Monitor your AKS cluster with Prometheus and Grafana managed services

This article aims at describing how you can take benefit from the recent Grafana and Prometheus managed services to monitor your Kubernetes clusters in an easy and maintainable way

General presentation of the services
- Azure managed Grafana
- Azure Monitor managed service for Prometheus
Setup your monitoring stack
Observe your clusters in Grafana
Define alerts
Prometheus/Grafana vs Containers Insights
Conclusion
References

General presentation of the services

Azure managed Grafana

Azure managed Grafana lets you set up a complete Grafana instance fully managed in the Azure platform and supported by Grafana Enterprise (enterprise plugins are not yet available). It is a great service for people used to Grafana for years in other ecosystems because they can still rely on their well-known solution while jumping into the Azure world. This managed Grafana is highly available and comes with SLA guarantees (99.9%). It also provides automatic software updates and is seamlessly integrated with the Azure platform:

Automatic authentication and authorization setup based on Azure AD identities and pre-built Azure roles (Grafana Admin, Grafana Editor and Grafana Viewer)
capability to integrate various Azure data sources through an Azure managed identity and RBAC permissions on your subscriptions. By default, a fresh Grafana instance will get the Monitoring Reader role for all Azure Monitor data and Log Analytics resources on the subscription it has been created. Grants should be extended to other scopes then to collect more data from more data sources.
default Grafana dashboards available as a base

Azure Monitor managed service for Prometheus

Azure Monitor managed service for Prometheus is coming as a new feature in the Azure Monitor ecosystem and is integrated into the Azure Monitor Metrics platform. It can be used to collect data from:

AKS clusters through the automatic deployment of a special version of the Azure Monitor Agent (AMA)
Any Kubernetes cluster with a self-managed Prometheus into the managed service using the remote write feature from Prometheus

In this article, we will focus on the first option: integration of Prometheus and Grafana for an AKS cluster.

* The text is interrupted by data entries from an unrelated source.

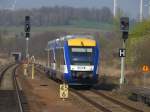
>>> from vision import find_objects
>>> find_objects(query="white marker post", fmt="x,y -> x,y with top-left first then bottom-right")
31,63 -> 34,79
31,56 -> 35,79
119,42 -> 126,86
26,37 -> 29,59
23,64 -> 28,76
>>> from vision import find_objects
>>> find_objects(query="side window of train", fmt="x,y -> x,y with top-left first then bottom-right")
49,50 -> 52,63
55,49 -> 60,69
59,48 -> 65,65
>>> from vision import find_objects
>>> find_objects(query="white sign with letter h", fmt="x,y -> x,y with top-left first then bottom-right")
119,49 -> 126,57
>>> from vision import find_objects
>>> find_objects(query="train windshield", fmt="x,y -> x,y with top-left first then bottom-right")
70,47 -> 93,65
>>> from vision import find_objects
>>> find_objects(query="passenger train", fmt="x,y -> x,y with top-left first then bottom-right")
46,35 -> 100,85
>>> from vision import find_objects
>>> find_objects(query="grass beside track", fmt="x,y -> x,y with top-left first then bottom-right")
0,25 -> 114,34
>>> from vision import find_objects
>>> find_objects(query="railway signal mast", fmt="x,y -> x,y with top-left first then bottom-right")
144,0 -> 150,17
119,17 -> 129,86
113,0 -> 117,17
148,0 -> 150,17
140,0 -> 143,22
24,16 -> 31,59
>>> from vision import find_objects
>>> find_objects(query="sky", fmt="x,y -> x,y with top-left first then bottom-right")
0,0 -> 149,19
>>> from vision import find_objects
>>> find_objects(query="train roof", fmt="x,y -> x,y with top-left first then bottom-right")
60,34 -> 94,40
48,35 -> 94,43
47,35 -> 95,49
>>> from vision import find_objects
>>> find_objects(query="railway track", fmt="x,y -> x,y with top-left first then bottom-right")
0,64 -> 15,85
0,64 -> 30,112
36,66 -> 112,112
71,89 -> 145,112
91,90 -> 144,112
36,65 -> 145,112
71,89 -> 113,112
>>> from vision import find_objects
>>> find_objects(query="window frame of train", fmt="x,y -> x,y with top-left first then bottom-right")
69,47 -> 93,65
55,47 -> 65,69
49,49 -> 55,64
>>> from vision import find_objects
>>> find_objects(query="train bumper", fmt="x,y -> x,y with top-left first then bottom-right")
65,78 -> 98,85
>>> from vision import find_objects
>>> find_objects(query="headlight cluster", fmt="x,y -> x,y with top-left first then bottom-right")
71,71 -> 93,79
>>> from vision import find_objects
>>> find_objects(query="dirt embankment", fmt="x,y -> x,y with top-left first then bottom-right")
0,53 -> 14,65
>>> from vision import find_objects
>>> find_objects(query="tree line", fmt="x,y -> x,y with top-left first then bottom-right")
0,6 -> 113,26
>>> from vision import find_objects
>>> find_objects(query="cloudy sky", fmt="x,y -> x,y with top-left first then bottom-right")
0,0 -> 149,19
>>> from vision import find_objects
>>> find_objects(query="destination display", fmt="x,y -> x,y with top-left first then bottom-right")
71,48 -> 92,52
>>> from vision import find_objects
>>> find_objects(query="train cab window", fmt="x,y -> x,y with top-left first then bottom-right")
70,47 -> 93,65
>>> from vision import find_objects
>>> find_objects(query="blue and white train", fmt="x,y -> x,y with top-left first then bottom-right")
46,35 -> 100,85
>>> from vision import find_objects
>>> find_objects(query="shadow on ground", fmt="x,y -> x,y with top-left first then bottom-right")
93,75 -> 119,91
93,83 -> 118,91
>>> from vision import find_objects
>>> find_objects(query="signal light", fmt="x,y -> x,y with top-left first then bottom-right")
25,16 -> 31,33
120,17 -> 129,32
25,24 -> 30,32
120,17 -> 129,41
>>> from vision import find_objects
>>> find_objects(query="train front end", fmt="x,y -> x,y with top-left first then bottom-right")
64,38 -> 99,85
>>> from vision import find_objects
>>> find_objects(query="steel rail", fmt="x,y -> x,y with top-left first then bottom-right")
91,90 -> 144,112
13,65 -> 24,112
71,89 -> 113,112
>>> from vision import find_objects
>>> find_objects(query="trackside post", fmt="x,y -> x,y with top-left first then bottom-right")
142,65 -> 150,87
31,56 -> 35,79
23,63 -> 28,76
59,83 -> 69,101
119,17 -> 129,87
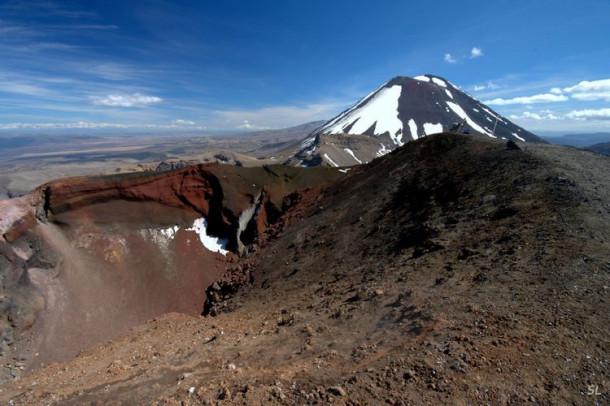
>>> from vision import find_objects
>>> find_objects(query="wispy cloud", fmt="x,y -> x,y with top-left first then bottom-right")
17,41 -> 80,52
0,121 -> 205,131
444,53 -> 457,64
565,107 -> 610,120
0,80 -> 52,96
213,102 -> 347,129
470,47 -> 483,58
90,93 -> 163,107
509,111 -> 561,120
87,63 -> 141,81
484,93 -> 568,105
0,1 -> 96,19
563,79 -> 610,101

Setup your monitoring stack

Create your Azure Managed Grafana instance

Creating your Managed Grafana instance is as easy as providing it a name, a location and explicitly say if you want or not your instance to be highly available through a deployment of VMs across multiple availability zones

Other tabs cover more specific configurations:

Advanced: here you could add advanced options like Enabling API key creation to perform some automation on your Grafana instance through API calls like creating dashboards and Deterministic outbound IP to get a fixed IP address for the outbound connectivity useful in many filtering scenarios
Permission: this tab lets you customize default permission settings like disabling the Monitoring Reader on the target subscription or adding more Grafana administrator to the instance (only you as a default)

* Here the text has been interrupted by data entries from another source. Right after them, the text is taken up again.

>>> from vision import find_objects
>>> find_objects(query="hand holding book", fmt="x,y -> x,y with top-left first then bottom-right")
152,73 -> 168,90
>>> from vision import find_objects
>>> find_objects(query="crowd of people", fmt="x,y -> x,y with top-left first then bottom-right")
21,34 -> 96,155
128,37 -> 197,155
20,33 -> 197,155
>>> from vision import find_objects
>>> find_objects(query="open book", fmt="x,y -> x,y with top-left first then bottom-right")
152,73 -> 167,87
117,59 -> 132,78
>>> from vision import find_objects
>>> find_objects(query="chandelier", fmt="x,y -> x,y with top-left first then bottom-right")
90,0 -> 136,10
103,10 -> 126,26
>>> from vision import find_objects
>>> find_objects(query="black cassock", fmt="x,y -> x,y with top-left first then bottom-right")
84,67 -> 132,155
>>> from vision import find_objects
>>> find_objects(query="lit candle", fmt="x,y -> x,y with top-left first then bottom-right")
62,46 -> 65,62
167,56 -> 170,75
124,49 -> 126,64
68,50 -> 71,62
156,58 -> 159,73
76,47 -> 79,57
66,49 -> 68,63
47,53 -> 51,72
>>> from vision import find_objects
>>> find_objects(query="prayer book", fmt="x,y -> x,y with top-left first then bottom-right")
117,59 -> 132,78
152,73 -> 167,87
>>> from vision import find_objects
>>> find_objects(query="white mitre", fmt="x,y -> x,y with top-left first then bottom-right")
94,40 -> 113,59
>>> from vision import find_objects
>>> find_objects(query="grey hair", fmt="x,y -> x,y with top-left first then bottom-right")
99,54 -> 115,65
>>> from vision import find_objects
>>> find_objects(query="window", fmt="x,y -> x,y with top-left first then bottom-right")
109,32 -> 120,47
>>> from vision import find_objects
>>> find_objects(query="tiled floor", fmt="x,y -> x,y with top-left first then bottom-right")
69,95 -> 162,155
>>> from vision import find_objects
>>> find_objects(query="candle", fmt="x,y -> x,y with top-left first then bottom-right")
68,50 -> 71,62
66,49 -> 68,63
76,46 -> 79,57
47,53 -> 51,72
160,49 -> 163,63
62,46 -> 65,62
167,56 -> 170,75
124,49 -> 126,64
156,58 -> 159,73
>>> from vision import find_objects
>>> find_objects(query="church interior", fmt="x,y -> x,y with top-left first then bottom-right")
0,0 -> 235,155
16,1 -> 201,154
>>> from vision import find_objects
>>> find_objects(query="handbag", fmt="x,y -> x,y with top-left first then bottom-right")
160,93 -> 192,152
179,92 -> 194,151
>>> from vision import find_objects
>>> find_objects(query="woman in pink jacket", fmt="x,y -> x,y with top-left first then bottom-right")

Once created, you can find your instance in the Azure portal and see on the overview your Grafana instance URL in the Endpoint section:

When you hit this URL on your favorite Web browser, here you are! You will just get access to a traditional Grafana instance through SSO and if you already use Grafana, you shouldn’t be lost

The Azure integration part is visible when you go to the Dashboards screen where you will be able to find several pre-built dashboards to monitor your Azure resources:

Pretty cool to have our Grafana instance up & running but quite useless with no data in it, so let’s jump to the next section

Create your Azure Monitor workspace

Now that we have our Grafana instance live, the next step is to setup our Azure Monitor workspace. But, what is an Azure Monitor workspace exactly? It is a preview service and to explain simply what it does, Azure Monitor workspace is for metrics what Log Analytics workspace is for logs. It means that customers will be able to create several worskpaces and decide which metrics to send to which workspaces. But, as of now, the service is pretty young and the only data that can be collected in an Azure Monitor workspace is Prometheus metrics. It does not really matter in our scenario as we precisely want to collect Prometheus metrics!

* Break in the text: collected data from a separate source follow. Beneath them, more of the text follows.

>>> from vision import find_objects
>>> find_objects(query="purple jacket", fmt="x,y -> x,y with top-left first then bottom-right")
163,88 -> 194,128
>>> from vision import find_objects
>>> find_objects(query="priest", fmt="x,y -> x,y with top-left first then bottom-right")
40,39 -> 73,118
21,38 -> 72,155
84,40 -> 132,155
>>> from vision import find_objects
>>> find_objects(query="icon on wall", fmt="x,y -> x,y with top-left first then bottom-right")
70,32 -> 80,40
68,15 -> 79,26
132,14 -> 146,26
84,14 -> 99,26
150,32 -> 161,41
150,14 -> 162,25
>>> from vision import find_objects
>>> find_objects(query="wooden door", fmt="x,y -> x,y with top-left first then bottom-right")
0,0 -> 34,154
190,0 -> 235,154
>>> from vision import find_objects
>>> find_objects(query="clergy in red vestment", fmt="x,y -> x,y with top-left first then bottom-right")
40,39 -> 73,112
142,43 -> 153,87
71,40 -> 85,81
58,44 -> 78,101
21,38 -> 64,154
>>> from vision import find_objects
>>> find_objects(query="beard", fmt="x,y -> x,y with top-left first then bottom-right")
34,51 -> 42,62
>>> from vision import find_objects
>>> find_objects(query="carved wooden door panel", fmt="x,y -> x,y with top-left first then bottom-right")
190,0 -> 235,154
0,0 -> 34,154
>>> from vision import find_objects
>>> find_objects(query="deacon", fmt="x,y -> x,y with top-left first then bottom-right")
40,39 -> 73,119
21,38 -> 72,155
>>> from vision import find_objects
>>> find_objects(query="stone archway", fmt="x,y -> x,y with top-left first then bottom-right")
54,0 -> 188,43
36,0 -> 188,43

So, let’s create it. Very straightforward, just give it a name and a location

Link your Azure Monitor workspace to your Grafana instance

Once your workspace is setup, go to the Linked Grafana workspaces menu to see the Grafana workspaces linked to your Azure Monitor workspace instance. Use the Link button to select your Grafana instance

Enable Prometheus metrics collection

Once your workspace is setup, go to the Monitored clusters menu to see the list of available clusters. Here you can see that some clusters on the screenshots are already connected to an existing workspace. We can now configure our contoso-aks cluster to use my new Azure Monitor workspace.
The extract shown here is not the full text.